Most of the time, when we visit museums, we don’t think about what or who makes them special. In fact, archaeologists are the architects of these vast cultural centers. In the search for the human condition, archeology and art open up a space in which the boundaries between science and craftsmanship become blurred.
In this context, one of the installations in the exhibition takes you into a world where you can interactively create your own Troy. The silhouette photographs, which show “the most common body shapes”, revive the memory of the city and the intangible work behind the scenes and lead the viewer to historical reckoning.

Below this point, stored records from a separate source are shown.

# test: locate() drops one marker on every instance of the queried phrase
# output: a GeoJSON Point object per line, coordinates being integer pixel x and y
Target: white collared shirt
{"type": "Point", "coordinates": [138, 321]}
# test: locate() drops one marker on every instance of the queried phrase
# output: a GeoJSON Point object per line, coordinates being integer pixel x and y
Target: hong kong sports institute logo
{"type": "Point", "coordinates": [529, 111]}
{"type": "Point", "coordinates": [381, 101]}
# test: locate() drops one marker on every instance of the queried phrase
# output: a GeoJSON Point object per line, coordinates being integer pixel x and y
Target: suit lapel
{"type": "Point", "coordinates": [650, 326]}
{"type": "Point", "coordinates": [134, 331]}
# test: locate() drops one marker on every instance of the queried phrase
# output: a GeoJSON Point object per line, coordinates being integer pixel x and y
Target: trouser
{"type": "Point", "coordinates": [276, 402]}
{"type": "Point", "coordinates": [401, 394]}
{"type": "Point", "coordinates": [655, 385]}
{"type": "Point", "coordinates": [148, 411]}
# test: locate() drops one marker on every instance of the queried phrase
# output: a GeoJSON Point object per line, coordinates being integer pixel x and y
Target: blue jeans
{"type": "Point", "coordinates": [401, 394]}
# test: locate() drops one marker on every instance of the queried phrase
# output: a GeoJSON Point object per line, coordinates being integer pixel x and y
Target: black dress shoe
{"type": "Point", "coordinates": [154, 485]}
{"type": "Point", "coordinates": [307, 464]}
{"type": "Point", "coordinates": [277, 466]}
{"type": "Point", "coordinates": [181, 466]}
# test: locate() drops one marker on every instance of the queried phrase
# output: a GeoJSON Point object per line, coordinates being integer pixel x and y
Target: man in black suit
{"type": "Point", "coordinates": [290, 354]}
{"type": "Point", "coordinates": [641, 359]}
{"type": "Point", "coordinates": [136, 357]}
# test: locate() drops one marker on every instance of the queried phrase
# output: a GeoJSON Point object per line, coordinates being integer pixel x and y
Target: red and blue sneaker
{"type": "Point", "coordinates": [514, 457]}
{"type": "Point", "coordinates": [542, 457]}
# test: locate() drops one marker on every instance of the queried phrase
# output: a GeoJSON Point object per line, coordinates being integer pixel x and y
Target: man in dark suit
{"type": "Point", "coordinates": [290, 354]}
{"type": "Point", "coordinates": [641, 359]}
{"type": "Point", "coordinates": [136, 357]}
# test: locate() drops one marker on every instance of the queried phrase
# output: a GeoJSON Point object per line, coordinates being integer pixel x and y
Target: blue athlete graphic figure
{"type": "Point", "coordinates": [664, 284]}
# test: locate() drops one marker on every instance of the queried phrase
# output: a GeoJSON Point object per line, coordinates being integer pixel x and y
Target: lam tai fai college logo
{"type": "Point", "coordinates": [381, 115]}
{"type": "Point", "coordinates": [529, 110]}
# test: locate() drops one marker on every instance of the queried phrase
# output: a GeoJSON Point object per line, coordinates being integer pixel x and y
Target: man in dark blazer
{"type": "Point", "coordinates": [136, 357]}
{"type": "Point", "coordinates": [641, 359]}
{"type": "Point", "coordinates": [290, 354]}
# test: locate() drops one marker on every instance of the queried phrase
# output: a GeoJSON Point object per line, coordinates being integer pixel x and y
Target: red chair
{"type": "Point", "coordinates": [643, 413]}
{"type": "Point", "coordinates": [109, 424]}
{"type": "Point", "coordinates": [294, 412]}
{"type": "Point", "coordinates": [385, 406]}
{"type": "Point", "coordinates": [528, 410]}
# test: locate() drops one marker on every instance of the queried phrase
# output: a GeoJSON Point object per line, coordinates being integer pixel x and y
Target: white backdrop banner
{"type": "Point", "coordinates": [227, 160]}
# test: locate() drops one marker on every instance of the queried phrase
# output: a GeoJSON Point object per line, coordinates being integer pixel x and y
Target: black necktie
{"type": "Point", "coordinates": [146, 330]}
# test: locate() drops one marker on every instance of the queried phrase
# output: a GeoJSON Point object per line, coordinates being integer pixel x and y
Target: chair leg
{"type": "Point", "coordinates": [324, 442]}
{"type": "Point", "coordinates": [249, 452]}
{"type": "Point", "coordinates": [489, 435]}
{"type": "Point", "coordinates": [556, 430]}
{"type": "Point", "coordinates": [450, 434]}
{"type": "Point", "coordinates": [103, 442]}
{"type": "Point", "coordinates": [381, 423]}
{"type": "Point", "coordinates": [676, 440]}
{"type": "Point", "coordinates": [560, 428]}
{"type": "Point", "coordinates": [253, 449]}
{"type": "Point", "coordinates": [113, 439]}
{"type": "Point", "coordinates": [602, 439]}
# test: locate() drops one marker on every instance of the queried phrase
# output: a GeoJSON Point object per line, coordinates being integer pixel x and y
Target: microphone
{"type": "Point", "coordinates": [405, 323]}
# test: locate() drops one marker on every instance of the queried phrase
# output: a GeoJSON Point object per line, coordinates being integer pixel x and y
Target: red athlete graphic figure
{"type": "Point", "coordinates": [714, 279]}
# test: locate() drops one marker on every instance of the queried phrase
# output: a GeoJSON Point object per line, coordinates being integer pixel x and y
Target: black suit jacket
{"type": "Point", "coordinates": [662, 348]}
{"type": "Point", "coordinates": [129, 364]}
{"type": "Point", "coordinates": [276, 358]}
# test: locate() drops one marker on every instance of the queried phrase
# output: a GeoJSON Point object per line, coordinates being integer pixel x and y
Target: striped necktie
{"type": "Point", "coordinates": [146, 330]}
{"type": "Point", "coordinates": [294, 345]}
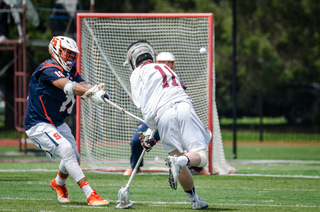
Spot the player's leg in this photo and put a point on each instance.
(175, 127)
(69, 165)
(136, 148)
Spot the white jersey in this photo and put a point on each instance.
(155, 87)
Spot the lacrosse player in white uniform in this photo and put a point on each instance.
(156, 90)
(52, 91)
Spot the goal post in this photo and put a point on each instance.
(103, 133)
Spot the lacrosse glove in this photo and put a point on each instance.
(145, 140)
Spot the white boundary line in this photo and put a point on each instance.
(160, 203)
(233, 174)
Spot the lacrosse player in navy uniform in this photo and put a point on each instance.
(52, 91)
(166, 107)
(136, 148)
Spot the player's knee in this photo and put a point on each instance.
(65, 150)
(204, 157)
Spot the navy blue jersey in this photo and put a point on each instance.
(46, 102)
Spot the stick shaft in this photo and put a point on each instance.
(138, 162)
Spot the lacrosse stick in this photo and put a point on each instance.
(123, 194)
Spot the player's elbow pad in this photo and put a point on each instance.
(69, 88)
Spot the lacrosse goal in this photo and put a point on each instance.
(103, 133)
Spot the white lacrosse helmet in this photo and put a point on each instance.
(138, 52)
(64, 50)
(165, 56)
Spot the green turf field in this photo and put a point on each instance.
(270, 178)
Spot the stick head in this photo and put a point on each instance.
(124, 205)
(123, 199)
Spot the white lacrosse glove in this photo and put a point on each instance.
(146, 141)
(97, 94)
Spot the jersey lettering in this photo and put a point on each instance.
(59, 73)
(56, 136)
(164, 77)
(66, 103)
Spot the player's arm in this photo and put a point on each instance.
(71, 88)
(96, 93)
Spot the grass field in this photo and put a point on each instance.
(270, 178)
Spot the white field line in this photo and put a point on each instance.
(159, 203)
(275, 175)
(233, 174)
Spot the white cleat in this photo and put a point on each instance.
(199, 204)
(174, 170)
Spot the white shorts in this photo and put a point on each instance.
(48, 137)
(180, 128)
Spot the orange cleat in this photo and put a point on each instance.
(61, 191)
(200, 172)
(95, 199)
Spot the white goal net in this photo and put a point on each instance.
(103, 132)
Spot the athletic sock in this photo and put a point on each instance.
(60, 180)
(87, 190)
(193, 196)
(183, 160)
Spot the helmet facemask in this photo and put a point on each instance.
(64, 50)
(138, 52)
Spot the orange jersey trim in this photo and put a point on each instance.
(50, 65)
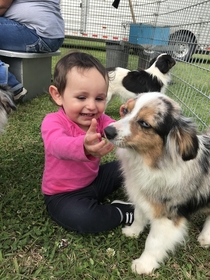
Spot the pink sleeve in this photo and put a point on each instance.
(59, 144)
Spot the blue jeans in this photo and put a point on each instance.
(81, 210)
(17, 37)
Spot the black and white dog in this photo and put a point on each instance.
(7, 105)
(127, 84)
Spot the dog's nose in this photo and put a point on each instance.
(110, 132)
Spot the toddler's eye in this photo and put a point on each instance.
(100, 99)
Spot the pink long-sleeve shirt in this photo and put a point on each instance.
(67, 168)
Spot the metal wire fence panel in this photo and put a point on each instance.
(134, 31)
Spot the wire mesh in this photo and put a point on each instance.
(134, 31)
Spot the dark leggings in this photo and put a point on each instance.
(82, 210)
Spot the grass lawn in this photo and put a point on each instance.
(34, 247)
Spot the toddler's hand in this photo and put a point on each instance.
(92, 144)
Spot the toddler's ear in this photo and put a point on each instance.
(55, 95)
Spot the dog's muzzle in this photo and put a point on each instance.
(110, 132)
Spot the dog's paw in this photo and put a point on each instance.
(204, 239)
(131, 231)
(144, 267)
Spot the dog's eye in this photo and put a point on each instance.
(144, 124)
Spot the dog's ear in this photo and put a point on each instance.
(183, 139)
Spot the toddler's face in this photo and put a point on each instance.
(84, 97)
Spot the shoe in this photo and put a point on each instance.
(19, 93)
(126, 210)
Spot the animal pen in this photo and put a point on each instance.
(128, 33)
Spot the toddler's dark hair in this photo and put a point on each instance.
(77, 59)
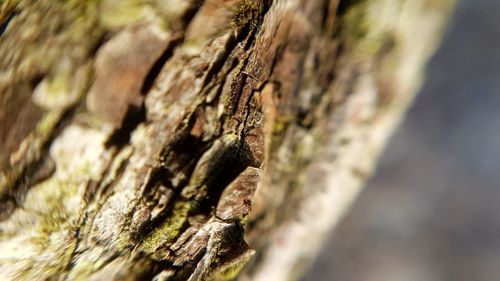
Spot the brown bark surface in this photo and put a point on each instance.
(159, 139)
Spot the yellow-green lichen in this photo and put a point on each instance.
(171, 228)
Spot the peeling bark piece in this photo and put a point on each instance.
(122, 66)
(236, 199)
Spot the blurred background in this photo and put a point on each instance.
(432, 210)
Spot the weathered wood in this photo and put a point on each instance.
(155, 139)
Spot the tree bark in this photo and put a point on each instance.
(188, 140)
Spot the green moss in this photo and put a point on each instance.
(249, 12)
(365, 34)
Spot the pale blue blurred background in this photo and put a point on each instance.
(432, 211)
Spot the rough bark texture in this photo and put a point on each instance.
(159, 139)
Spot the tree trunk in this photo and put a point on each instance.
(159, 139)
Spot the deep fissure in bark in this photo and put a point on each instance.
(164, 139)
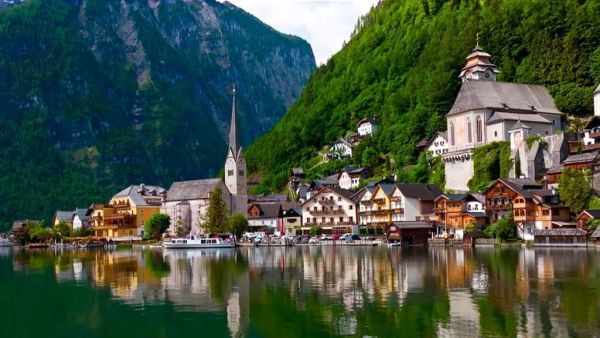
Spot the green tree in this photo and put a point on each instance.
(62, 230)
(316, 231)
(215, 220)
(156, 226)
(237, 224)
(574, 189)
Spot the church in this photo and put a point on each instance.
(186, 202)
(486, 110)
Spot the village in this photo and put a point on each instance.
(524, 206)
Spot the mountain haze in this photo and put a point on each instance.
(99, 94)
(401, 65)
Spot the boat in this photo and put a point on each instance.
(197, 242)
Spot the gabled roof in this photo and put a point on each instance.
(137, 193)
(66, 216)
(475, 94)
(267, 210)
(367, 120)
(192, 190)
(424, 192)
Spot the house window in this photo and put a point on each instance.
(469, 131)
(479, 127)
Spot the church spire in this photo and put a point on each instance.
(233, 136)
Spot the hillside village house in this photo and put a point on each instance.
(265, 217)
(341, 149)
(592, 129)
(127, 212)
(350, 178)
(385, 203)
(332, 209)
(454, 212)
(486, 111)
(187, 202)
(533, 207)
(368, 126)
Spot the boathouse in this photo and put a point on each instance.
(409, 232)
(560, 237)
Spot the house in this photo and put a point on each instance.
(454, 212)
(533, 207)
(332, 209)
(409, 232)
(292, 220)
(585, 216)
(63, 216)
(568, 237)
(417, 201)
(500, 194)
(341, 149)
(81, 219)
(486, 111)
(127, 212)
(266, 217)
(187, 202)
(380, 205)
(438, 145)
(592, 129)
(350, 178)
(367, 126)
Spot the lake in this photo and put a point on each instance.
(300, 292)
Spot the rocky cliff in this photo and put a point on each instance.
(97, 94)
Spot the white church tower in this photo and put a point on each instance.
(235, 167)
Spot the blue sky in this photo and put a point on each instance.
(325, 24)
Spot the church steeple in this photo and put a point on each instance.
(233, 136)
(479, 66)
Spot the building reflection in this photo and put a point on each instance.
(353, 291)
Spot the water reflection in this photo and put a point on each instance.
(312, 291)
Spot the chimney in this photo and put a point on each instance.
(597, 101)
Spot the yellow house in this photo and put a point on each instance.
(127, 212)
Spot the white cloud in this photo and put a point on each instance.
(325, 24)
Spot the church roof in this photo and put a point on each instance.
(512, 97)
(192, 190)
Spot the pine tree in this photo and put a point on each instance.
(215, 220)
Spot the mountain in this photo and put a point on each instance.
(402, 63)
(100, 94)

On the other side is Helin Boztepe’s “Sandland”, an installation of a suitcase filled with archival archaeological documents and sand to refer to the devotion of mind, body and future “in what you dig”.
I’m reading Iliad today.
Besides the Troy legend of Homeros, the Troy Museum, which reveals all the riches of human history 5,000 years ago and although it is one of the youngest museums in Türkiye, managed to make an international impression and was deemed worthy of an award. It hosts several exhibitions, most notably Alparsan Baloğlu’s “Troya”, as part of the Culture Route.
Baloğlu’s installations, composed of aphorisms, establish a historical link between the present and the past, through a lightning ball in which to greet Zeus, or horseshoe tracks in bare earth as a nod to the Trojan horse.
The first installation with the aphorism “Were Zeus and the others both aftermath, the reason and epithet of uttering a justification?” consists of rats placed on earth and refers to a story in Homer’s “Iliad”. Accordingly, the daughter of Apollo’s priest was kidnapped by the commander Agamemnon. After wishing for his daughter’s return from Apollo, the sun god sent the plague to Agamemnon’s army with many rodents, resulting in Apollo being dubbed the “Lord of the Mice”.